While ostensibly the most gruesome of Thorndyke’s cases, getting off to a a gripping start with a head in a suitcase, this turns out to be oddly full of anticlimax and is ultimately a bit of a letdown.
There are lots of good ideas but the parts are better than the whole. The inveterate reader of Freeman expects the double format -so we know that the Winsborough Peerage Case and the platinum robbery are somehow connected- but here it does not quite work and, most unusually there are some loose ends with Buffham simply disappearing and Gimbler just fading out. The Peerage case involves a huge amount of genealogy and family history but the crux is quite simple of solution without a court case and Thorndyke does much of the necessary off-page.
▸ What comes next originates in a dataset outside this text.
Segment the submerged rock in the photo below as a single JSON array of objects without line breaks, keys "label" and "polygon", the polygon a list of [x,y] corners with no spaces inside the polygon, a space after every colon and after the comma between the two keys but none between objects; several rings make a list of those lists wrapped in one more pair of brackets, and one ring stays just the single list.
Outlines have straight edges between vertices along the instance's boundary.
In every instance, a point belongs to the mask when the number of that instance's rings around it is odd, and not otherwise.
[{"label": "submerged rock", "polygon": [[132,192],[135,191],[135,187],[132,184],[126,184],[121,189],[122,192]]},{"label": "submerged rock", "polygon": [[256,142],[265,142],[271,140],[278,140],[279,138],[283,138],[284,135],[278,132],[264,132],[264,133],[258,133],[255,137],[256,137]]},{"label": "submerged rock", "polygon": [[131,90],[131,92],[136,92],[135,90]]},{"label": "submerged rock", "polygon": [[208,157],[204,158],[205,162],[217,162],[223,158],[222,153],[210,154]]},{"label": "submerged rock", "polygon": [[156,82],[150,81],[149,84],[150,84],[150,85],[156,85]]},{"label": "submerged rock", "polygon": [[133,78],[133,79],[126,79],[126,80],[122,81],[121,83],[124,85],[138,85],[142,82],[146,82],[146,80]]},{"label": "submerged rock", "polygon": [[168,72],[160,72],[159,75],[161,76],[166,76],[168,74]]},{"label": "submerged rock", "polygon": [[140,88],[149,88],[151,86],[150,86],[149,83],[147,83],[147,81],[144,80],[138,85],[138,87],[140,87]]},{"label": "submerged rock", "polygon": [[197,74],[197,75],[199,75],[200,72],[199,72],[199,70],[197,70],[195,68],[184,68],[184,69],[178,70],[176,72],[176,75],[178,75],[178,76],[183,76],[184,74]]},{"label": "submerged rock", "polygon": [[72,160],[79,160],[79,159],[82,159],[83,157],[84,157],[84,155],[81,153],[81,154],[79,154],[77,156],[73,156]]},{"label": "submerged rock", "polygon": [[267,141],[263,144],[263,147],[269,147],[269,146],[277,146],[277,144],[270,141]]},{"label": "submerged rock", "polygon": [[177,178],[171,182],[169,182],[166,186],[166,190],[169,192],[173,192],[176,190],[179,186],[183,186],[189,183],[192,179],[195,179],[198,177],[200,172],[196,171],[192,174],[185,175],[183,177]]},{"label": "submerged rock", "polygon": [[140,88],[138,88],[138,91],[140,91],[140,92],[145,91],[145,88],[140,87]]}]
3.5 stars for an interesting disappointment and for this insight:-
“Now, in the criminal department of my practice, I have been in the habit, from the first, of using what I may call a synthetic method. In investigating a known or suspected crime, my custom has been to put myself in the criminal’s place and ask myself what are the possible methods of committing that crime, and, of the possible methods, which would be the best; how, in fact, I should go about committing that crime, myself. Having worked out in detail the most suitable procedure, I then change over from the synthetic to the analytic method and consider all the inherent weaknesses and defects of the method, and the means by which it would be possible to detect the crime.”